Bahkan sejak akhir 2024 hingga Agustus 2025, terdapat lebih dari 225.000 pengaduan scam, dengan 700—800 laporan setiap hari, serta kerugian yang menembus Rp 4,6 triliun.
Selain Doktor Enha–demikian panggilan akrab Dr Nurul Hidayat–, hadir pula narasumber muda dari kalangan akademisi dan praktisi, di antaranya Farida Dewi Maharani, Anika Faisal, Yusuf Shalahuddin, Bernadheta Ginting, dan David Gilbert Hasudungan.
Mereka membahas praktik perlindungan data pribadi, cara mengenali pola penipuan di e-commerce, hingga strategi mencegah phising pada layanan perbankan digital.
Selanjutnya Nurul Hidayat yang juga Wadek 3 Bidang Kemahasiswaan dan Alumni FT Unsoed menegaskan, rendahnya literasi digital dan kurangnya kewaspadaan menjadi penyebab utama masyarakat masih menjadi target empuk pelaku kejahatan online.
“Manipulasi psikologis dalam scam kini lebih rapi dan menyasar emosi manusia. Kalau panik atau tergiur iming-iming cepat, pengguna langsung terjebak,” ujar Doktor Enha yang juga dikenal sebagai technopreneur coach ini.

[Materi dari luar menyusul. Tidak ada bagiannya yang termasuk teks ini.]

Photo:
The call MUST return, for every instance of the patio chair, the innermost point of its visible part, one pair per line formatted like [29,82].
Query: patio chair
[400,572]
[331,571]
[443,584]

Empat Pilar Literasi Digital
Untuk itu, ia menekankan pentingnya empat pilar literasi digital: awareness, knowledge, hygienic behavior, dan digital skill sebagai pertahanan pertama dari ancaman digital yang makin beragam.
1.Awareness — Sadar Bahaya Digital
Pengguna harus menyadari bahwa penipuan online itu nyata dan bisa menimpa siapa saja. Jangan mudah percaya pada tautan, pesan hadiah, atau permintaan data pribadi dari pihak yang tidak jelas.
Kuncinya: Selalu waspada dan curiga pada hal yang mencurigakan.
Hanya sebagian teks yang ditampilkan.